The selection policy should be applied, in the context of the Manuscript collecting policies: Manuscripts, Dartmouth College Associates. The selection policy is intended to support, but not to replace, the professional judgment of staff when making decisions on the selection of manuscripts (personal papers or the records of non-Dartmouth organizations) for permanent preservation in the Rauner Special Collection Library. The policy’s aim is to create a consistent, structured approach to collecting.

The policy is intended to assure that only those materials most worthy of collecting are retained and preserved in the context of quality, space, fiscal and human resources available for long term preservation and use. The policy is intended to be applied both for the appraisal of new accessions as well to existing holdings.

The following criteria should be applied at the collection and series level. The criteria listed below should be applied in the order listed those coming first being consider more significant than those presented later.

A. Content Analysis: Quality of information within the papers/series.

1. Accessibility and Use.

  1. Does past use of similar materials suggest these materials will be used in the future?
  2. What connections are there to teaching, curriculum and the history of the institution?
  3. Is there donor or legally imposed restrictions on the use of the materials that significantly deter from its potential use?
  4. Can the library preserve and use the materials in their original format? If not, does an alternative format affect the value of the materials and the information it contains?

2. Significance of Subject.

In general, how well do the materials document the life and activities of the individual(s) or the organization represented in the collection?

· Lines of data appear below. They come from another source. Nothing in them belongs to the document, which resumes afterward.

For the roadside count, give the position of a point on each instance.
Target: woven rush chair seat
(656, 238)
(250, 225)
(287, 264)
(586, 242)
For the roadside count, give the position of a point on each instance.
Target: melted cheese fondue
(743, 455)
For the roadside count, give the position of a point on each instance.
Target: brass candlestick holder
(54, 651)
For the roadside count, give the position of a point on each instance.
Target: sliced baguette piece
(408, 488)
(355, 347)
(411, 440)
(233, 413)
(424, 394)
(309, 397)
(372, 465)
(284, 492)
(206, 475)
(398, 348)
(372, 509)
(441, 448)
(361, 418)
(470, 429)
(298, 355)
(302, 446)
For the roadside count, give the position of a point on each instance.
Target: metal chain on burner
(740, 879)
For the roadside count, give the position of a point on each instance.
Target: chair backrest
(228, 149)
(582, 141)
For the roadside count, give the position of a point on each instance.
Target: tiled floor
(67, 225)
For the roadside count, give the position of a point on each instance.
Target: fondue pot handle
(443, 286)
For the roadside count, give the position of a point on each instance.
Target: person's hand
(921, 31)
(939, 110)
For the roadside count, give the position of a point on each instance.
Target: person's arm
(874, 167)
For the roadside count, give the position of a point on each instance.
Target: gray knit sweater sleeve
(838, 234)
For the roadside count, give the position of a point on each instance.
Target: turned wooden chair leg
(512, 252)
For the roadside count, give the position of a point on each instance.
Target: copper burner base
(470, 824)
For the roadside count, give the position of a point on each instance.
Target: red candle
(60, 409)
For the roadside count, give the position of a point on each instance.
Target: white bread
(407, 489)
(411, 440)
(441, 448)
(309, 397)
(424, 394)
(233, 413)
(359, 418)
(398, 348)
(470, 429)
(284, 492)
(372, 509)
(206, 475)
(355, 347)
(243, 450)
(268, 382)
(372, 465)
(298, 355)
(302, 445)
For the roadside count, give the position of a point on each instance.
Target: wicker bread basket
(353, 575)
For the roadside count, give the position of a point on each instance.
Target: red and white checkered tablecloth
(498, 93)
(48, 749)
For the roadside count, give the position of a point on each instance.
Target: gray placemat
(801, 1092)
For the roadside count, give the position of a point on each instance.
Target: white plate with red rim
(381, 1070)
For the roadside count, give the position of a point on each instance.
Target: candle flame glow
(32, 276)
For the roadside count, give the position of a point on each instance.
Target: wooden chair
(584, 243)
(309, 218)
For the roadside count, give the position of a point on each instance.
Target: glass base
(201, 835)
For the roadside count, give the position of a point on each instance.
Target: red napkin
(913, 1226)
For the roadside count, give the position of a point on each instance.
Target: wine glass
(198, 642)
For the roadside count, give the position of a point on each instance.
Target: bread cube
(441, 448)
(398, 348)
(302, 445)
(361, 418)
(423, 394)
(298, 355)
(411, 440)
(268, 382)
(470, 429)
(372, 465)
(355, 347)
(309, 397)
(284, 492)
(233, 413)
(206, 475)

  1. Do the materials contain information about significant periods in the development, life/lives and career(s) of the individuals or organization represented in the papers?
  2. Are the interests, values, and experiences of the individuals or organization documented in the materials?
  3. Do the materials contain significant information by or about individuals or an organization of local, national, or international importance?
  4. Are significant local, national or international events, trends, and topics described?
  5. Do the materials contain documentation about family or individuals that would be useful to genealogical researchers?

3. Relation to Current Holdings

How do the materials complement or add important information to the library’s holdings.

  1. Do the materials contain significant information about other people, events, trends, and topics related to the other collections in the library?
  2. Do the materials provide important information, insight, or perspectives not documented by other collections currently maintained by the archives?

4. Quality of Documentation.

  1. How closely related is the creator of the materials to the subjects documented?
  2. Are the materials primarily made up of original source materials, transcriptions or secondary sources?
  3. How complete are the materials?
    1. Do they cover the entire of life of the creator or other individual(s) represented?
    2. Are there significant gaps in the time period covered?
    3. Do the gaps limit or impair the completeness of the documentation?

B. Object Analysis.

1. Intrinsic Value

  1. Do the materials contain documents that have intrinsic value such as a particularly significant or revered document?
  2. Do the materials contain documents that have intrinsic value because the importance of the author or an original signature.
2. Physical Condition
  1. Are there physical forms or designs within the materials that are unique, special, or important?
  2. Is the medium upon which significant information recorded difficult to access or preserve?
    1. Will conservation measures be necessary?
    2. Is the value, accessibility, or reliability of the record’s content affected by its condition?

3. Cost Benefit Analysis.

  1. Does the value of the material, especially compared with current holdings, warrant the time, cost, and space that will be required to maintain them?
  2. Does the value of the material justify the application of needed conservation measures?
  3. Can the archives adequately store and access the materials?
  4. Does accessing the information in the materials require the acquisition of special equipment?